# deep learning notes(neural network foundation)

this note will include:

• neural network foundation
• coding notes
• avoid bugs precautions
• questions like ‘why use … ?’

neural network foundation
(take classify question as an example)

1. logistic regression
2. lost function
3. cost function
4. back propagation: calculate derivative of each params and update them
5. neural network: every layer has input z and output a neuron from this link lecture 3.3 what happened in every layer from this link lecture 3.3

6. activative function
1. sigmoid (0,1)
2. tanh (-1, -1)
in hidden layer, tanh seems better than sigmoid because the range is between -1 and 1, so the average value is closer to 0. But for out put layer, sigmoid will be better because it makes sense for y hat(output) to be a number between 0 and 1
3. ReLU(rectified linear unit): a = max(z, 0). if z is very large or very small, the slope of the function will end up being close to zero, so it will slow down gradient descent. So using ReLU will accerlate the process of learning.
4. leaky ReLU: might be max(0.01z, z), difference from ReLU: when z < 0, the slope will not be 0
• tips
• if output is 0 or 1, sigmoid function maybe suitable for output layer. And for all other units on ReLU

coding notes

1. np.dot:
calculate the inner product of two array;
equal to matrix multiplication when two params are 2-D arrays (np.matmul)

2. np.exp(v)

3. np.log(v)

4. np.abs(v)

5. np.maximum(v, 0): to take the max of every element of v with 0

6. v**2: takes element-wise square of each element of v

7. np.dow(w.T, X) + b: python will transfer b to a vector

8. b = x.sum(axis=0): sum columns

9. a/b.reshape(1,4): every line of a will divide by b

10. (m,n) + (1,n): python will transfer (1,n) to (m,n) and then add them

11. avoid using for loops, since using for loop is much slower than vectorization.

avoid bugs precautions

1. a = np.random.randn(5)
shape of a will be (5,), and a.T will look the same as a. Plus, when calculate np.dot(a,a.T) we will get a number instead of an outer product or matrix
so when coding not use data structures where the shape is n or rank 1 array, generate a use np.random.randn(5,1)(5 by 1).

questions

1. why need a nonlinear activation function?

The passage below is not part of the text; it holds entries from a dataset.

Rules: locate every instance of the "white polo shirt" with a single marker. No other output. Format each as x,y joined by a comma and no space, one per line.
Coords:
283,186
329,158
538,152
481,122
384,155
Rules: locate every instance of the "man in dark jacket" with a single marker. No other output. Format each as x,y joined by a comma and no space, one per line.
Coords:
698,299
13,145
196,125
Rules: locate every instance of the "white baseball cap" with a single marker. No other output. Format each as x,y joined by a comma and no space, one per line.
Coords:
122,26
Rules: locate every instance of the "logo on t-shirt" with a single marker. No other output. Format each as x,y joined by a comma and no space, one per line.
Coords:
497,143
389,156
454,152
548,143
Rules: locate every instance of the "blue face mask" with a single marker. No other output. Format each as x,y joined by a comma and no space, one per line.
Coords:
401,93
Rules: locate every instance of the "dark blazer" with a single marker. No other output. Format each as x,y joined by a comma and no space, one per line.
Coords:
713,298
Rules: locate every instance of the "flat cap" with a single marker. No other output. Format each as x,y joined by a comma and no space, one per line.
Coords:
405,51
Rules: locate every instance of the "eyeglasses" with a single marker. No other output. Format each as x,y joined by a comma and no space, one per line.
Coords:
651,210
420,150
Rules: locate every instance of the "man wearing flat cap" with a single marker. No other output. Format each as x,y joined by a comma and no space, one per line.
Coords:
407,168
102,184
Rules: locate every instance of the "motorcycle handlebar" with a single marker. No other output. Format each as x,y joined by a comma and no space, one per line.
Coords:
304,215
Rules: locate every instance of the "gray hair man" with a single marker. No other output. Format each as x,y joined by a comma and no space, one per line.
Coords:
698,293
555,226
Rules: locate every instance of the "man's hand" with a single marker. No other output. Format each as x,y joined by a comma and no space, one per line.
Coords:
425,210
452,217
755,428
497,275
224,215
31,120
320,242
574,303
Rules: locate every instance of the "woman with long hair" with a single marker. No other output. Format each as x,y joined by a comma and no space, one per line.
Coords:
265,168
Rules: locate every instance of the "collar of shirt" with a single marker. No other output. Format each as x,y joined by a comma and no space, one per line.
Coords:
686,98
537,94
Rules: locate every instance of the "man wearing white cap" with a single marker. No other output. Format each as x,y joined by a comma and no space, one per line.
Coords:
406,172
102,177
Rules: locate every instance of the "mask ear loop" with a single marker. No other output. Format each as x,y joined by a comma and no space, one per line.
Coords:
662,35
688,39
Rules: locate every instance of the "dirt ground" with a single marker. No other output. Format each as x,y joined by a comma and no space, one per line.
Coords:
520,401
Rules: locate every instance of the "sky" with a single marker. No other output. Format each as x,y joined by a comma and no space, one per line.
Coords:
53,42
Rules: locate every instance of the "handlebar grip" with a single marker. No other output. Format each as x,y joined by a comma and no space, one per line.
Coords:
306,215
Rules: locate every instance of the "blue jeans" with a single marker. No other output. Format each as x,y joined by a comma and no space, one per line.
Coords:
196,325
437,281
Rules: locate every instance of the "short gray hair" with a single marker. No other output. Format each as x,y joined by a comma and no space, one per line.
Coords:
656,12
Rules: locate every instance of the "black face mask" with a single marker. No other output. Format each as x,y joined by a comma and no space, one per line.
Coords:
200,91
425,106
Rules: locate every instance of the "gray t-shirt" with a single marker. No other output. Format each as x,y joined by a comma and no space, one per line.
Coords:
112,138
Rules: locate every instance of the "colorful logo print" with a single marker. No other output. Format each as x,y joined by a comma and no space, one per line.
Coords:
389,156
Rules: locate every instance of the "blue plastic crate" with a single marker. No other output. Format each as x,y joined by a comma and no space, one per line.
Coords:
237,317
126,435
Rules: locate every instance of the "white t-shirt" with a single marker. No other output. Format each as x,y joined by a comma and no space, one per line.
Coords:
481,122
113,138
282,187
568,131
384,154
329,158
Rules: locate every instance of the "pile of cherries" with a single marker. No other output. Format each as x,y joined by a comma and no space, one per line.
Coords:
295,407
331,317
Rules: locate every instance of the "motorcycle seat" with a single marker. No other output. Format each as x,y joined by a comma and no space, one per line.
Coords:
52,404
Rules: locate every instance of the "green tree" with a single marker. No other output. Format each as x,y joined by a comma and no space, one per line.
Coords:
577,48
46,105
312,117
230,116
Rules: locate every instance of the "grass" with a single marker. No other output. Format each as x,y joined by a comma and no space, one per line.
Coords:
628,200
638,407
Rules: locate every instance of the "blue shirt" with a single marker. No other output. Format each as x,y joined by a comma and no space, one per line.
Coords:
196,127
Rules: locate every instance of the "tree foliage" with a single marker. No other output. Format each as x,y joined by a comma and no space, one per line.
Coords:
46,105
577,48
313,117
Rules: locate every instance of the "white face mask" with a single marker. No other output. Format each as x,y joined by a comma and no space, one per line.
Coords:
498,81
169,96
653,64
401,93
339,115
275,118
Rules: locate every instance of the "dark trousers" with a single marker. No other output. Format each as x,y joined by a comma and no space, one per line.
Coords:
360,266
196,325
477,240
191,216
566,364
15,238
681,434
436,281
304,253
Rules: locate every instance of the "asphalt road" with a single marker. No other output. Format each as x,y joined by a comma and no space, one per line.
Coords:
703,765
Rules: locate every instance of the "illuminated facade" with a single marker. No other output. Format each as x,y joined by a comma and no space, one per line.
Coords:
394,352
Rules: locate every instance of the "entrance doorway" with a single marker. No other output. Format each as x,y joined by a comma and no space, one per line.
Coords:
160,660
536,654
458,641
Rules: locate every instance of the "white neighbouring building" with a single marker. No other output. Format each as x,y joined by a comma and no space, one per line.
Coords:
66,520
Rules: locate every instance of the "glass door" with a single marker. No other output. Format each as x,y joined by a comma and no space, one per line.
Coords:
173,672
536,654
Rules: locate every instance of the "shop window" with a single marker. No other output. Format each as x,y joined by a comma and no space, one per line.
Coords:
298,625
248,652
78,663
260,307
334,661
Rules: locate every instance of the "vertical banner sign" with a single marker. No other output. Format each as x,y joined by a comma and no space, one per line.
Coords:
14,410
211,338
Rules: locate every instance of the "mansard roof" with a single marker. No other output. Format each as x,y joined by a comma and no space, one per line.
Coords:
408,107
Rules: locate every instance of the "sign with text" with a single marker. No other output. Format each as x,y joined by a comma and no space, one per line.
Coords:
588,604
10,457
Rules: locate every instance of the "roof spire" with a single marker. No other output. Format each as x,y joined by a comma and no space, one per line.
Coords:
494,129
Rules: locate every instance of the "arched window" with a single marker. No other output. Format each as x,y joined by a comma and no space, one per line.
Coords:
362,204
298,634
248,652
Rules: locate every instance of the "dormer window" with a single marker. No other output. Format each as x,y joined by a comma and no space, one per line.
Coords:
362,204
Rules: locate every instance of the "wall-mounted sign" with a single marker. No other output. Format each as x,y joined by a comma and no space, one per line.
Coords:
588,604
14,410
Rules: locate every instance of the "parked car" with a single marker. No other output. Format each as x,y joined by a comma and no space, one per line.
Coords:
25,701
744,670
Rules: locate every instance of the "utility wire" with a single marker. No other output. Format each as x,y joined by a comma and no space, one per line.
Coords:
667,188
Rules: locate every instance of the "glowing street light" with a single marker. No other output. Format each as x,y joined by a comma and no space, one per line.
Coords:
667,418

• if not use, the result can be transferred to np.matmul((w.T),x) + b, so ‘unless you throw in a non-linearity in there, then you’re not computing more interesting functions’ from this link lecture 3.7
• the only place that can use linear activation function is regression problem(y is a real number, eg. predict house prices)
2. why need deep neural networks?

• use deep neural networks can combine simple features to detect more complex things
• circuit theory(permutation, use more layer to decrease the neuron in each layer)